Signalling and Receptors of GDNF

The Glial cell line-Derived Neurotrophic Factor (GDNF) was originally found when searching for a neurotrophic factor which would prevent the continued degeneration of midbrain dopaminergic neurons—a hallmark of Parkinson’s disease [1-2].

Although GDNF was identified, cloned, and characterized based on its ability to promote the survival and dopamine uptake of dissociated rat embryonic midbrain cultures, this protein soon turned out to be very broadly expressed, as well as crucially important for the development of especially the enteric nervous system, kidney, and regulating spermatogenesis. GDNF is now known as a multifunctional protein with the capacity to induce cellular survival, proliferation, migration, and differentiation.
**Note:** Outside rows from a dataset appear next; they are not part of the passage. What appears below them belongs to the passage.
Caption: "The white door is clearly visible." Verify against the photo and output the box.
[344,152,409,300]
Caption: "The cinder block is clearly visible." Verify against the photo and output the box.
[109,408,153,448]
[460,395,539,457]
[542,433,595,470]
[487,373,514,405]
The therapeutic potential of GDNF triggered interest in searching for homologous proteins. GDNF became the founding member of a small subfamily, GDNF family ligands (GFLs). This family consists of four highly homologous proteins: GDNF, neurturin (NRTN), artemin (ARTN), and persephin (PSPN). All GFLs signal through the same transmembrane receptor, tyrosine kinase REarranged during Transfection (RET), but GFLs can activate RET only in the presence of a co-receptor—GDNF Family Receptor α (GFRα). Specificity arises through the preferential binding of each GFL to one of four GFRα1-4 co-receptors. Upon activation, RET is transphosphorylated and triggers complex intracellular signaling cascades. Recently, a fifth member of the family called GDF15 was shown to bind GFRα-like receptor GFRAL and activate RET [3].

We are interested in the structure and signaling of GFLs and their receptor complexes [4-5]. We also have characterized how ProGDNF is modified, processed [6], and secreted [7]. When searching for new receptors for GFLs we identified Syndecan-3 [8] as the binding and signaling receptor, and SorlLA as a sorting receptor, for the GDNF/GFRα1 complex [9]. Our studies on GFLs and their receptors have also shed light on their complex downstream signaling [10-11], as well as their diverse biological functions in drosophila and mouse animal models [12-14].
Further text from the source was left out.